Yolanda, COVID, and now this earthquake have made me realize how fragile and fleeting life truly is. Each of these tragedies reminded me that tomorrow is never promised, and because of that, I no longer want to live the rest of my life in silence—restraining myself, holding back my voice—just because I happen to be a government employee.
I’ve come to see these disasters not just as natural phenomena, but as wake-up calls. They are God’s way of forcing us to confront the reality we’ve long ignored: that something is deeply wrong with where our taxes go and how our resources are managed. Year after year, we are told that budgets are allocated, that funds are in place, that systems are being improved—but when the storms come, when the floods rise, when the ground itself shakes beneath us, we see the truth. The cracks in our infrastructure, the lack of preparation, the absence of accountability. And it’s always the people—the ordinary citizens—who suffer the most.

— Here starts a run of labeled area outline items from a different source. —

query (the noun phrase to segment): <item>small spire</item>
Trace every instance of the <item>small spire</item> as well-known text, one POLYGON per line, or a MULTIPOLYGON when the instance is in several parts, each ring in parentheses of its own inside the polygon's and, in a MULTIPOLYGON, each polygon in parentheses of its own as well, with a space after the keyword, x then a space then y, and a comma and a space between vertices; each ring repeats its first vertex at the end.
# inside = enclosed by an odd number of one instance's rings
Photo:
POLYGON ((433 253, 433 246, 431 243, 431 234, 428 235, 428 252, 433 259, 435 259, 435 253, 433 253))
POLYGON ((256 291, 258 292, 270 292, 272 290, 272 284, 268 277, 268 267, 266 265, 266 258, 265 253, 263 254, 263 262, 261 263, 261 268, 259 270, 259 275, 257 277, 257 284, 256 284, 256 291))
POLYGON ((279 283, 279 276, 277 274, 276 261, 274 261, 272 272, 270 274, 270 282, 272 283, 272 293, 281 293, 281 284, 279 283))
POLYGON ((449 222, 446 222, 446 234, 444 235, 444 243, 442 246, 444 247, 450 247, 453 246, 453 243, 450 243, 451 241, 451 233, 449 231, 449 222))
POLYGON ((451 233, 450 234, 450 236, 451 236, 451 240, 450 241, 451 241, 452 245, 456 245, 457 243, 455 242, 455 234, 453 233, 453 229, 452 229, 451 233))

The most heartbreaking part is that lives are lost not simply because of the force of nature, but because of human failure. Because those entrusted with power chose negligence over responsibility. Because corruption ate away at the very systems that should have kept us safe. And if lives are lost because of that, then isn’t that a form of indirect murder? When people die not only from the calamity itself but from the lack of preparedness and care from those who should have protected them—that is not just tragedy, it is injustice.
And so I can’t help but ask myself: how long do we keep quiet? How long do we allow fear or position to muzzle us, while the truth continues to stare us in the face? If these disasters are meant to wake us up, then perhaps the most dangerous thing we can do is go back to sleep.